In search of novel germline mutations underlying childhood and early onset cancer, we have identified, using nationwide population-based registry data, a cohort of more than 9000 early onset cancer patients and their 58,000 relatives at high risk of familial cancer based on tumor or patient-related factors (tumor type, age at diagnosis, comorbidities) or family history. Using cancer epidemiological methods, registry data analysis has quantified risk of cancer in relatives of early onset cancer patients as well as risk of second cancers. Blood samples have been collected for whole genome sequencing to identify novel germline mutations.

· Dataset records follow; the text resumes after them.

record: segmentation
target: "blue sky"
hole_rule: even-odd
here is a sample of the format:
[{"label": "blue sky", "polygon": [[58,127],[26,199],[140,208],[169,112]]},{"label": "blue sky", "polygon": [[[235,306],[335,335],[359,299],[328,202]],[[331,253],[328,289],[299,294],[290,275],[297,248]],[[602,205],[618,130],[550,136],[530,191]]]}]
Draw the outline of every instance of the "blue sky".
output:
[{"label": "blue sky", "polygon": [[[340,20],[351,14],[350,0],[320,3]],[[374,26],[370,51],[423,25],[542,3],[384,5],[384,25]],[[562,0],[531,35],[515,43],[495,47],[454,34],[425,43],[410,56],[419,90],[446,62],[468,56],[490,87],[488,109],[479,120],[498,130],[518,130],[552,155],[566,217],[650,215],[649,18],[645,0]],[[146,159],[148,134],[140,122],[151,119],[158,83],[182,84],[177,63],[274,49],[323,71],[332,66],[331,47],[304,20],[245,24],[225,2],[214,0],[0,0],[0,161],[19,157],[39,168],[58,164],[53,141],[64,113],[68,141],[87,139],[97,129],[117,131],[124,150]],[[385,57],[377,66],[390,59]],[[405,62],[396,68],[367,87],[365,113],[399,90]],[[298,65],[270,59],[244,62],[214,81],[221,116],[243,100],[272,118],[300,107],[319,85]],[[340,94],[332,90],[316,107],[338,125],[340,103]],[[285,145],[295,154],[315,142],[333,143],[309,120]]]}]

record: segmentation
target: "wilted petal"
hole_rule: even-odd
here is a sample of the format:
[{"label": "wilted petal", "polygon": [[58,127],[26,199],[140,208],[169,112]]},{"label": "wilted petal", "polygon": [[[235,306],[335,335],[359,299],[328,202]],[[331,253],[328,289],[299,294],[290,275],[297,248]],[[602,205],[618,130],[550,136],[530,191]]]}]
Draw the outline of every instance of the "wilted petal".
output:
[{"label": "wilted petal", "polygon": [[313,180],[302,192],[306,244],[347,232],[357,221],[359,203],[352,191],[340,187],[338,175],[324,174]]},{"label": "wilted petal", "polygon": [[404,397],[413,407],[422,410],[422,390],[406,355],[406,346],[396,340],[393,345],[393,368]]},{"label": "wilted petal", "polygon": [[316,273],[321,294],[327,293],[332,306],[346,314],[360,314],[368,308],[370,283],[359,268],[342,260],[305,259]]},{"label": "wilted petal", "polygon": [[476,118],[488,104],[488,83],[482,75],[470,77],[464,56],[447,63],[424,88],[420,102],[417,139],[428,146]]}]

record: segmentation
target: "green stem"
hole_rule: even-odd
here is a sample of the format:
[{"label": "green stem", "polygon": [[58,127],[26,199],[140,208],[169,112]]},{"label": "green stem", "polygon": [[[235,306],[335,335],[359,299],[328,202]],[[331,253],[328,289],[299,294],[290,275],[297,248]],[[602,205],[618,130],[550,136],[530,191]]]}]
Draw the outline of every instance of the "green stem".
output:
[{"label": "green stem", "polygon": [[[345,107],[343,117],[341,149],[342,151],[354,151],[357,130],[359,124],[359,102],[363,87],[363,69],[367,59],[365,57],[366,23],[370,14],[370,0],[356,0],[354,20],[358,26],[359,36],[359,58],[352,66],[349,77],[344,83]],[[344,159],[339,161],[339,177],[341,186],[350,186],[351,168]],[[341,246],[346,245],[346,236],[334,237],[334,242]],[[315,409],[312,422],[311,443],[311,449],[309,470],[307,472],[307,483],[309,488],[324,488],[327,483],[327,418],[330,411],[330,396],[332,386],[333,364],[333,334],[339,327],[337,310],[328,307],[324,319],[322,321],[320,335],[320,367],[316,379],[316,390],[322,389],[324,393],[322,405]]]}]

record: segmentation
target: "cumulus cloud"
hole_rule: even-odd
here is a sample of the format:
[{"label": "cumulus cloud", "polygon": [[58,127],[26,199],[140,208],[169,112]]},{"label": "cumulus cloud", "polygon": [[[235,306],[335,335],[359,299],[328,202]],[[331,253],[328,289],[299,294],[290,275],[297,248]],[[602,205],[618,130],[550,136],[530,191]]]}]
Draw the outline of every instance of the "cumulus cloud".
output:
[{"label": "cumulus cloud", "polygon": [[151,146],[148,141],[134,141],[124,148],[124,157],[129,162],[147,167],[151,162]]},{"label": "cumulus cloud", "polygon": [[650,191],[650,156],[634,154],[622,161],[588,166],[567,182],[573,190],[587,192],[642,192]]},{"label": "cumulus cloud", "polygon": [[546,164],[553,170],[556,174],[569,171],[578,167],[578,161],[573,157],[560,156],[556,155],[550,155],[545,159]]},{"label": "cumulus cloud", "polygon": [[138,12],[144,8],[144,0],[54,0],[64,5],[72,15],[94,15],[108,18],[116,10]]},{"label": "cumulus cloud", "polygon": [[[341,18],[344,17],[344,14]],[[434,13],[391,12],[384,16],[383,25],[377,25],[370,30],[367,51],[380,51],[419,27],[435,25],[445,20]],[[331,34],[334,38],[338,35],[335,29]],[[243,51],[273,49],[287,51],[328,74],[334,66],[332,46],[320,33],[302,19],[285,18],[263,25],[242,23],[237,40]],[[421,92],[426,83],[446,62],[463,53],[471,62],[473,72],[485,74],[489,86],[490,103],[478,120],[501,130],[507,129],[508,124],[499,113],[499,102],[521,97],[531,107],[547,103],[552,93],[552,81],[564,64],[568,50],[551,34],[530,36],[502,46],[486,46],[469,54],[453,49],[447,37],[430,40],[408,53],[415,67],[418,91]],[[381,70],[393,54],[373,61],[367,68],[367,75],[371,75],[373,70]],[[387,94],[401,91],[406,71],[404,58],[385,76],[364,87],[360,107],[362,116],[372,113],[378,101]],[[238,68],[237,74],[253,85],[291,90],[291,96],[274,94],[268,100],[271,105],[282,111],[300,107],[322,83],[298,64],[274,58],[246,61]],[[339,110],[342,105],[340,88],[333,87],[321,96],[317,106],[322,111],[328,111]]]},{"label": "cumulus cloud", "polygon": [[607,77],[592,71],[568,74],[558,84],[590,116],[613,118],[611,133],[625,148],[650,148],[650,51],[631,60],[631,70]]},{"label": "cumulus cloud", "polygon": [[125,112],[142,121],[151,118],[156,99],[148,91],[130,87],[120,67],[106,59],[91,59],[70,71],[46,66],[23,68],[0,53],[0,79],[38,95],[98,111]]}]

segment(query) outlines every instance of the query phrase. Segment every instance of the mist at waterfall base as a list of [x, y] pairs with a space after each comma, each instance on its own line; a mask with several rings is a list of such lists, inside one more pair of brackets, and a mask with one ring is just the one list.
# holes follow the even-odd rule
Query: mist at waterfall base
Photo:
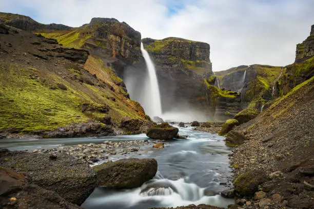
[[[177, 90], [174, 83], [159, 79], [153, 62], [141, 46], [146, 66], [129, 66], [123, 76], [131, 99], [138, 101], [152, 119], [158, 116], [176, 122], [209, 120], [203, 111], [195, 109], [187, 101], [174, 99]], [[162, 95], [161, 89], [164, 90]]]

To investigate the use of liquid biopsy in monitoring and early detection, we study cohorts of cancer patients as well as individuals with known cancer predisposition or who are at risk of cancer based on former history. We collect serial plasma samples from these patients undergoing surveillance to see if ctDNA levels correlate with traditional radiological examinations and laboratory results. We hypothesize that such an assay will be able to detect the presence of cancer before it becomes symptomatic and, when combined with current screening protocols, could improve outcomes for patients with increased risk for cancer.

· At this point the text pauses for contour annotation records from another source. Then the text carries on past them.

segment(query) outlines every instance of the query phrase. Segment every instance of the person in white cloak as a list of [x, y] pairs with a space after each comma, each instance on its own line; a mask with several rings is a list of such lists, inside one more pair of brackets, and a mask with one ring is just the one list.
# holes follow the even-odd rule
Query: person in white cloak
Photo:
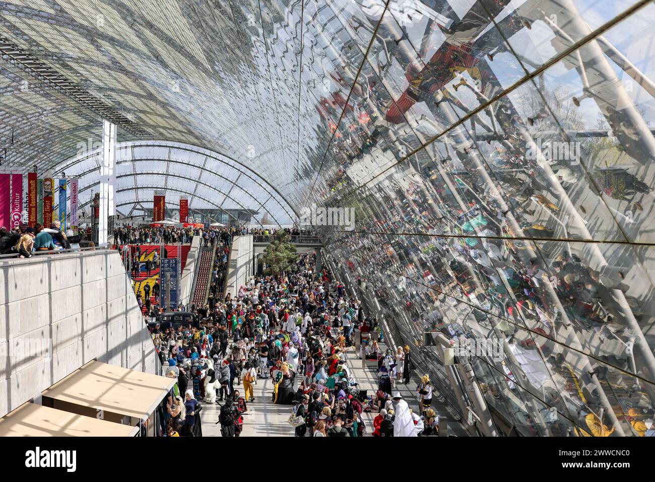
[[425, 429], [425, 425], [423, 423], [422, 417], [419, 417], [417, 414], [414, 413], [413, 411], [410, 410], [411, 412], [411, 418], [414, 422], [414, 430], [416, 432], [417, 437], [419, 436], [419, 434], [422, 433], [423, 430]]
[[284, 329], [290, 333], [293, 333], [293, 330], [295, 329], [296, 320], [297, 320], [297, 318], [296, 318], [295, 314], [290, 314], [289, 319], [287, 320]]
[[293, 371], [297, 371], [296, 367], [298, 365], [298, 348], [293, 346], [293, 342], [290, 342], [289, 351], [287, 352], [287, 363]]
[[409, 405], [403, 399], [400, 392], [394, 396], [396, 402], [396, 420], [394, 420], [394, 437], [417, 437], [416, 426], [409, 412]]

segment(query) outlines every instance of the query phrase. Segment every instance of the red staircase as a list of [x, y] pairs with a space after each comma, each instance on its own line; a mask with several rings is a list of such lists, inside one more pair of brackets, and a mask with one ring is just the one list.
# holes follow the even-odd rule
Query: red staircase
[[[154, 286], [157, 280], [159, 279], [159, 267], [157, 266], [153, 268], [150, 270], [150, 276], [149, 276], [147, 272], [145, 270], [145, 261], [147, 259], [153, 259], [155, 252], [159, 251], [159, 246], [156, 244], [141, 244], [140, 246], [141, 246], [141, 257], [139, 258], [139, 262], [141, 264], [140, 269], [138, 276], [132, 277], [132, 281], [134, 286], [134, 294], [140, 293], [141, 297], [143, 299], [143, 308], [141, 311], [145, 313], [145, 294], [143, 291], [143, 287], [146, 284], [150, 285], [150, 303], [152, 305], [159, 304], [159, 300], [155, 299], [152, 293], [153, 286]], [[190, 244], [183, 244], [181, 246], [181, 259], [182, 267], [181, 272], [184, 271], [184, 267], [186, 266], [187, 258], [189, 256], [189, 251], [191, 248], [191, 246]], [[175, 258], [178, 257], [177, 244], [166, 244], [164, 246], [164, 249], [166, 252], [166, 257]]]
[[207, 301], [207, 284], [212, 276], [212, 248], [203, 248], [200, 254], [200, 265], [196, 280], [196, 291], [193, 294], [193, 303], [196, 306], [204, 306]]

Colorectal adenocarsinoma is a rare diagnosis in the pediatric and AYA (adolescents and young adults) age group, making up less than 1 % of all cancer cases in children under 20 years. A majority of the cases present with advanced disease in diagnosis and overall survival in patients with stage III and stage IV disease being as low as 30 % and 7 %. Previous case reports suggest that poorly differentiated, mucinous and signet ring cell histologies are more prevalent in this patient group and likely contribute to the poorer outcomes. Our aim is to describe the genomic landscape in the pediatric and AYA group by whole exome sequencing of paired tumour-normal tissue samples to better understand the reasons behind the worse outcomes. This project is a collaboration with Dana Farber Cancer Institute.
The reproductive history of a woman has a long lasting impact on her future risk of cancer. Exposures during pregnancy may also have an impact on later cancer risk in the offspring. We are interested of using data from nationwide population based registries to investigate this phenomenon, taking advantage of machine learning models and causal inference methodology.